There is a lack of evidence-based haemostatic treatment for intracerebral haemorrhage (ICH) associated with non-vitamin K antagonist oral anticoagulants (NOACs). Tranexamic acid (TXA) is an antifibrinolytic drug that helps limit haematoma expansion.


A study was conducted to evaluate the effectiveness and safety of using TXA in NOAC-related ICH cases. The trial was performed at six Swiss stroke centres. The study included patients with ICH associated with NOACs who were enrolled within 12 hours of symptom onset and 48 hours of the last NOAC intake. Sixty three patients were randomly assigned to receive either intravenous TXA or a placebo alongside standard medical care. The primary outcome measure was haematoma expansion, defined as a ≥33% relative or ≥6 mL absolute increase in volume at 24 hours.

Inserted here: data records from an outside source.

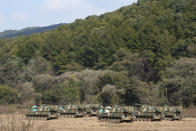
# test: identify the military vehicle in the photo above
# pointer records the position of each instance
(115, 114)
(71, 111)
(172, 113)
(42, 112)
(147, 113)
(90, 109)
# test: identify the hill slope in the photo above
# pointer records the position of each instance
(27, 31)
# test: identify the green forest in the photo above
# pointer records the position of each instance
(143, 53)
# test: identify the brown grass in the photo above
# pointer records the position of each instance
(10, 122)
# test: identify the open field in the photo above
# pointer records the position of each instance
(17, 122)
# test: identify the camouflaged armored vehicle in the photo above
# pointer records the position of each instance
(116, 114)
(71, 111)
(42, 112)
(90, 109)
(172, 113)
(147, 113)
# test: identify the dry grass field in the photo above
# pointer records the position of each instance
(15, 121)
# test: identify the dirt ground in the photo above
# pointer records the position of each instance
(92, 124)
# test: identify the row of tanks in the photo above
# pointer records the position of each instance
(116, 114)
(139, 113)
(47, 112)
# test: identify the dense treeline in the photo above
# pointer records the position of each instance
(143, 53)
(27, 31)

As per the findings of the study, the primary outcome, haematoma expansion, did not show a significant difference between the TXA group (n=32) and the placebo group (n=31). However, there was an indication of interaction with the time of treatment initiation, favouring TXA when administered within six hours of symptom onset.


Regarding mortality and major thromboembolic complications within 90 days, there were no significant differences between the TXA and placebo groups. Thromboembolic events occurred only in participants not restarted on oral anticoagulation, and all such events were observed at least two weeks after the study treatment.


Overall, these findings show that in patients with NOAC-associated ICH, TXA did not show evidence of preventing haematoma expansion. However, the treatment was generally safe with no major safety concerns. The results suggest that larger trials focusing on haemostatic treatments and targeting an early treatment window are required for NOAC-ICH cases.